The relevance of Lamport’s algorithm to Oracle
By now the time stamping of
messages, use of clocks, and ordering of events must sound very much like “a
stamp that defines a committed version of a database at a point in time.” In
other words, the implementation of Dr. Lamport’s algorithm within Oracle is
what we know as an SCN generation scheme. A search for “Lamport SCN generation”
in Oracle’s documentation will show several references (primarily in RAC) to
this scheme, but none of them really defines what the scheme is or how it
works.
The astute reader may have
noticed I did not say this is “the” scheme (as in the one and only scheme).

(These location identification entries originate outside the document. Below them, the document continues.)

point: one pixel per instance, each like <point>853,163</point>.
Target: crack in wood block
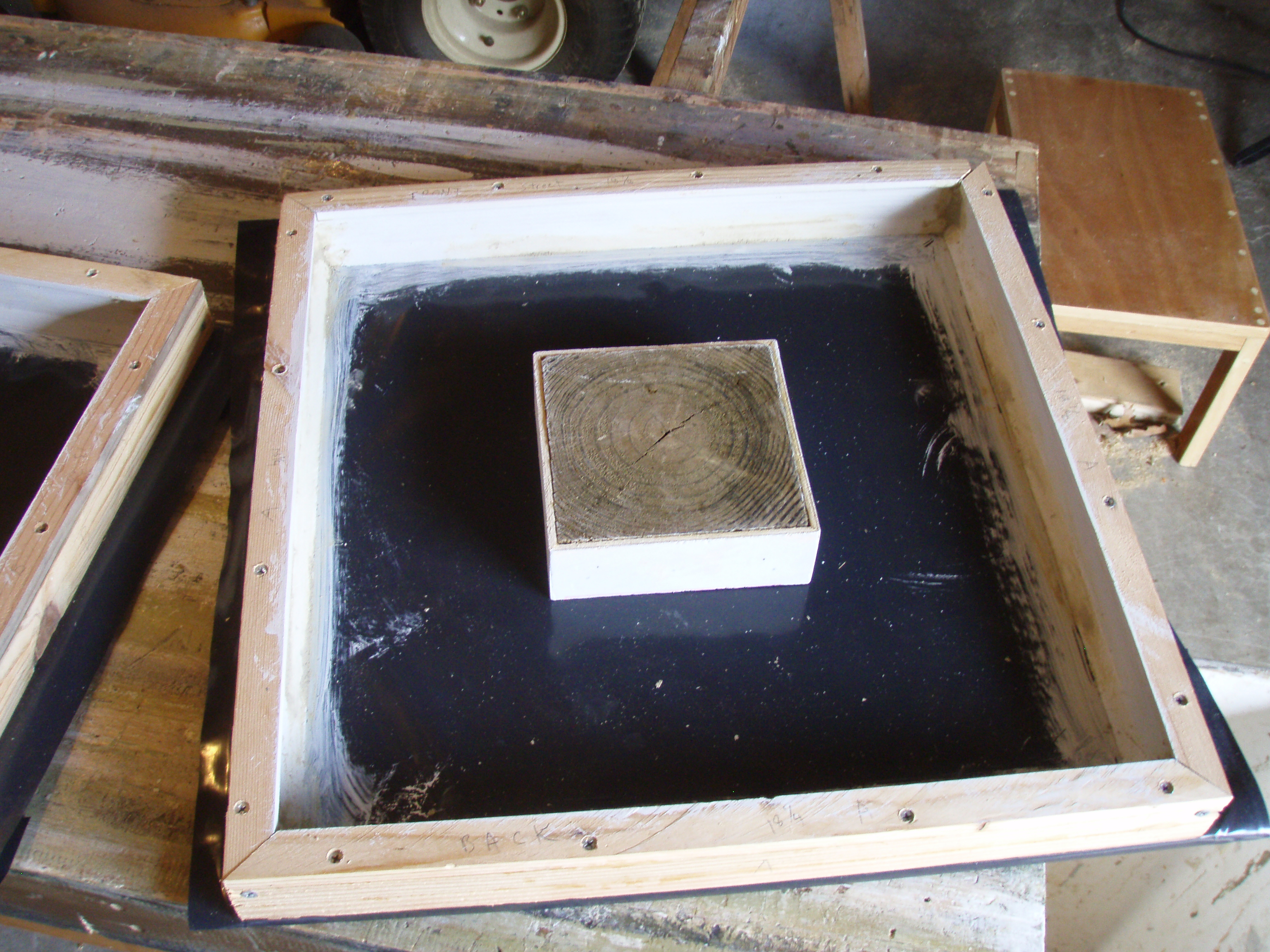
<point>689,442</point>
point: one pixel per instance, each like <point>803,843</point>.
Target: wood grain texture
<point>49,552</point>
<point>1141,769</point>
<point>852,51</point>
<point>206,134</point>
<point>1124,634</point>
<point>699,49</point>
<point>1142,238</point>
<point>105,861</point>
<point>1137,211</point>
<point>668,441</point>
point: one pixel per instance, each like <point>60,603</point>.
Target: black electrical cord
<point>1199,57</point>
<point>1245,157</point>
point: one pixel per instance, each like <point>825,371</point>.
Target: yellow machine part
<point>279,21</point>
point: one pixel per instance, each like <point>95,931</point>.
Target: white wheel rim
<point>510,35</point>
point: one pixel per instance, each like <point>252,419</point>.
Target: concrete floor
<point>1204,531</point>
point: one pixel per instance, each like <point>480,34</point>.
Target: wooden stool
<point>1140,233</point>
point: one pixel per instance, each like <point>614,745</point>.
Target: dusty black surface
<point>451,658</point>
<point>41,400</point>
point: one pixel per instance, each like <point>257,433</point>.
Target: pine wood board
<point>852,52</point>
<point>106,859</point>
<point>51,547</point>
<point>699,49</point>
<point>1109,645</point>
<point>158,172</point>
<point>1142,236</point>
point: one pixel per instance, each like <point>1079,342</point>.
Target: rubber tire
<point>599,37</point>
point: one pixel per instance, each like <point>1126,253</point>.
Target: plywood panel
<point>1137,211</point>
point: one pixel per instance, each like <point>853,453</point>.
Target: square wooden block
<point>671,469</point>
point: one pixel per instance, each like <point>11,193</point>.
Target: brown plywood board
<point>1137,210</point>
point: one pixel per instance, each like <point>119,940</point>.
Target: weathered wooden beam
<point>146,150</point>
<point>849,40</point>
<point>700,46</point>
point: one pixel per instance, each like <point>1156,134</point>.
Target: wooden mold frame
<point>1142,767</point>
<point>157,324</point>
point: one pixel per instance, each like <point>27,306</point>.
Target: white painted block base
<point>733,560</point>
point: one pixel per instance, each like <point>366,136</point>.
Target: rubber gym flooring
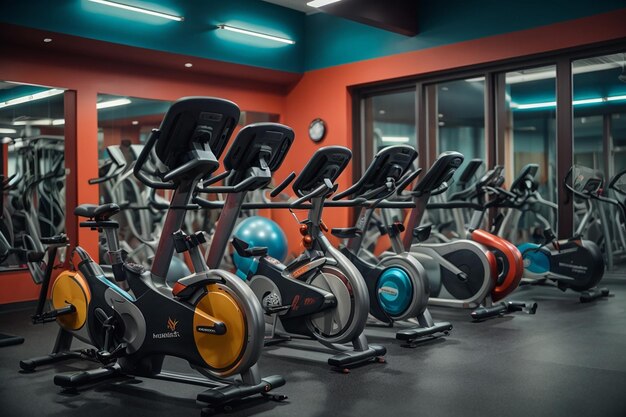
<point>567,360</point>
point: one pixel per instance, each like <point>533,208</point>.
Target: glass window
<point>389,119</point>
<point>458,122</point>
<point>530,136</point>
<point>599,98</point>
<point>618,133</point>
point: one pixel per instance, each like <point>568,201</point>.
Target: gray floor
<point>567,360</point>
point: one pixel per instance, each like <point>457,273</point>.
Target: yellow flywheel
<point>71,288</point>
<point>220,352</point>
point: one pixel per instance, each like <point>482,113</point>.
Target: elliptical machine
<point>321,295</point>
<point>397,284</point>
<point>210,318</point>
<point>573,263</point>
<point>463,273</point>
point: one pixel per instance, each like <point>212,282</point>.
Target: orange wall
<point>324,93</point>
<point>321,93</point>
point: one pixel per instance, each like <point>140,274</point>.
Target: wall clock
<point>317,130</point>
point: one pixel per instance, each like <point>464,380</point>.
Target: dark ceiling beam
<point>398,16</point>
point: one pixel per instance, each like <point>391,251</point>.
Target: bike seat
<point>445,225</point>
<point>346,232</point>
<point>98,213</point>
<point>422,233</point>
<point>187,286</point>
<point>59,239</point>
<point>244,250</point>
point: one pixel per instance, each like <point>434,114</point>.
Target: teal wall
<point>332,41</point>
<point>195,36</point>
<point>322,40</point>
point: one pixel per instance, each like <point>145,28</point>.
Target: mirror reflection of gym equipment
<point>329,207</point>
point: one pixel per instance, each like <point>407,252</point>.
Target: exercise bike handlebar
<point>108,177</point>
<point>215,178</point>
<point>241,186</point>
<point>323,190</point>
<point>276,191</point>
<point>141,160</point>
<point>614,180</point>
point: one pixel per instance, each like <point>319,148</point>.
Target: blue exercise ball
<point>259,231</point>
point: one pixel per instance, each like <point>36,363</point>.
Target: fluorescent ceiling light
<point>588,101</point>
<point>547,104</point>
<point>397,139</point>
<point>321,3</point>
<point>522,77</point>
<point>614,98</point>
<point>33,122</point>
<point>139,10</point>
<point>113,103</point>
<point>533,105</point>
<point>31,97</point>
<point>257,34</point>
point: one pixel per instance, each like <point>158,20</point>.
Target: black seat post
<point>43,293</point>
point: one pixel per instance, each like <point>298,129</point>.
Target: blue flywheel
<point>395,291</point>
<point>535,261</point>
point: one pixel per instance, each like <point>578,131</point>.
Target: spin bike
<point>210,318</point>
<point>463,273</point>
<point>573,263</point>
<point>398,286</point>
<point>321,294</point>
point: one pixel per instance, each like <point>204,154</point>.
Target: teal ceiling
<point>321,40</point>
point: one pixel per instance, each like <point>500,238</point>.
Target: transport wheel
<point>342,323</point>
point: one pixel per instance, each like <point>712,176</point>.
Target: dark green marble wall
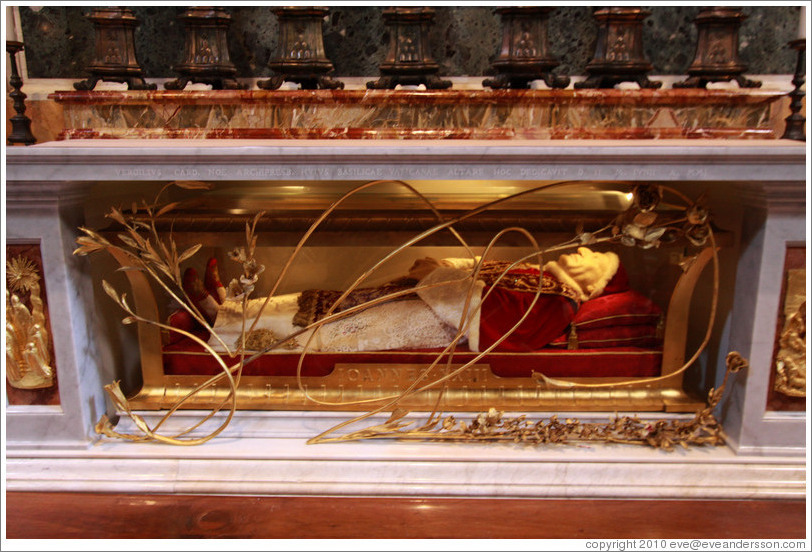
<point>464,40</point>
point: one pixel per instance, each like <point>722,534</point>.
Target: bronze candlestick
<point>796,122</point>
<point>717,50</point>
<point>114,54</point>
<point>301,45</point>
<point>206,59</point>
<point>409,61</point>
<point>20,124</point>
<point>619,50</point>
<point>525,53</point>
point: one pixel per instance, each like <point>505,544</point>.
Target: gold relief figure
<point>619,49</point>
<point>790,362</point>
<point>27,357</point>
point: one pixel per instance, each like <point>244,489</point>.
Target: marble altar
<point>759,187</point>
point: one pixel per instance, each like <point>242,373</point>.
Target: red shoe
<point>182,320</point>
<point>201,298</point>
<point>212,282</point>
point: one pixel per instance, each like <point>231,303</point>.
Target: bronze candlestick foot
<point>524,56</point>
<point>619,50</point>
<point>20,123</point>
<point>717,50</point>
<point>796,123</point>
<point>408,61</point>
<point>206,59</point>
<point>114,54</point>
<point>301,44</point>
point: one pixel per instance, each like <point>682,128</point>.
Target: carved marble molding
<point>778,163</point>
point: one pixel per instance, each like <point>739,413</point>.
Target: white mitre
<point>591,276</point>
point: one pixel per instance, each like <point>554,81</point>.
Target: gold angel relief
<point>28,361</point>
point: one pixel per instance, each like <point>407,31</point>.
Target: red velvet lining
<point>617,309</point>
<point>185,358</point>
<point>502,308</point>
<point>643,335</point>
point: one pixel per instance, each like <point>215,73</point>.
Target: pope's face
<point>584,266</point>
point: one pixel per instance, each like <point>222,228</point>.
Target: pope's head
<point>590,270</point>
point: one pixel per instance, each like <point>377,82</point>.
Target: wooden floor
<point>77,515</point>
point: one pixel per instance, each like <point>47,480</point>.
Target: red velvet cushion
<point>549,317</point>
<point>617,309</point>
<point>641,335</point>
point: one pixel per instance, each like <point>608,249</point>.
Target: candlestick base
<point>20,124</point>
<point>796,123</point>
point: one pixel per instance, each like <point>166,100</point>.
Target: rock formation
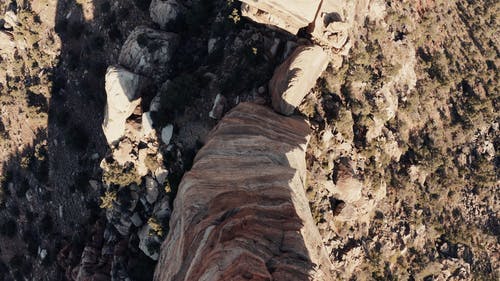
<point>287,15</point>
<point>324,20</point>
<point>122,87</point>
<point>164,12</point>
<point>241,212</point>
<point>293,80</point>
<point>148,52</point>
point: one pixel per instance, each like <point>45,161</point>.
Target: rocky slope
<point>241,212</point>
<point>401,168</point>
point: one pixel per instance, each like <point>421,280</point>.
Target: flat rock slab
<point>290,15</point>
<point>293,79</point>
<point>241,212</point>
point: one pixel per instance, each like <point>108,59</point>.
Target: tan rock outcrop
<point>241,212</point>
<point>325,20</point>
<point>148,52</point>
<point>285,14</point>
<point>293,79</point>
<point>122,91</point>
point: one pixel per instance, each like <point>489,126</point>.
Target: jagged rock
<point>161,175</point>
<point>122,90</point>
<point>329,27</point>
<point>147,240</point>
<point>7,44</point>
<point>152,191</point>
<point>211,45</point>
<point>285,14</point>
<point>218,108</point>
<point>289,47</point>
<point>136,219</point>
<point>124,152</point>
<point>164,12</point>
<point>148,52</point>
<point>293,79</point>
<point>243,205</point>
<point>347,186</point>
<point>162,209</point>
<point>147,124</point>
<point>141,167</point>
<point>166,134</point>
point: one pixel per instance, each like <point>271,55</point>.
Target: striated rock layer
<point>293,79</point>
<point>241,212</point>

Oracle uses several schemes in addition to the Lamport SCN generation scheme. Peek
inside your alert log and you will see something along the lines of what is
shown below.
Picked
broadcast on commit scheme to generate SCNs
Picked
latch-free SCN scheme 2
Picked
latch-free SCN scheme 3
MetaLink Note 260304.1 defines
what broadcast on commit is or does: “At every commit, the most recent local
SCN will be broadcasted. Read consistency is fully guaranteed for any kind of
workload, since every change in the local SCN is immediately propagated.” Aside
from this description, there is a general lack of public information about how
these schemes work.
In addition to the alert
log, a hidden parameter will also reveal the current SCN generation scheme. Is
the generation scheme modifiable? A query like the one below shows the answer.
SELECT X.KSPPINM NAME,
DECODE(BITAND(KSPPIFLG/256, 1), 1, ‘TRUE’, ‘FALSE’) SESMOD,
DECODE( BITAND(KSPPIFLG/65536, 3), 1, ‘IMMEDIATE’, 2, ‘DEFERRED’, 3, ‘IMMEDIATE’, ‘FALSE’ ) SYSMOD,
KSPPDESC DESCRIPTION
FROM SYS.X_$KSPPI X
WHERE X.INST_ID = USERENV(‘INSTANCE’)
AND TRANSLATE(KSPPINM,’_’,’#’) LIKE ‘#%’
AND X.KSPPINM like ‘%scn_scheme%’;
NAME SESMOD SYSMOD DESCRIPTION
———— ——- ———- ————
_scn_scheme FALSE FALSE SCN scheme
This query results in no
rows returned if using 10g Release 2 (the parameter is not present), which goes
to the familiar bromide of don’t count on being able to use hidden parameters.
In Closing
The time stamping and
ordering of events within Oracle is of prime importance and goes to the heart
of how transaction control and serialization are even possible. The total
ordering of disparate events, whether within a simple system or a distributed
one, is not just essential, but mandatory. Take the date of Dr. Lamport’s paper
into consideration and then recall when Oracle’s version 2 was released (no
version 1, long marketing spin story documented elsewhere). The tie-in is not
hard to miss. There was some very clever thought that went into the design of
Oracle, and at the same time, some very clever adaptation of other people’s
work, the algorithm stated in Dr. Lamport’s paper being one such example.
References:
Lamport, Leslie, “Time, Clocks
and the Ordering of Events in a Distributed System.”
Communications of the ACM 21, 7 (July 1978), 558-565.
Reprinted in several collections, including Distributed Computing: Concepts
and Implementations, McEntire et al., ed. IEEE Press, 1984.
See www.lamport.org for other related articles.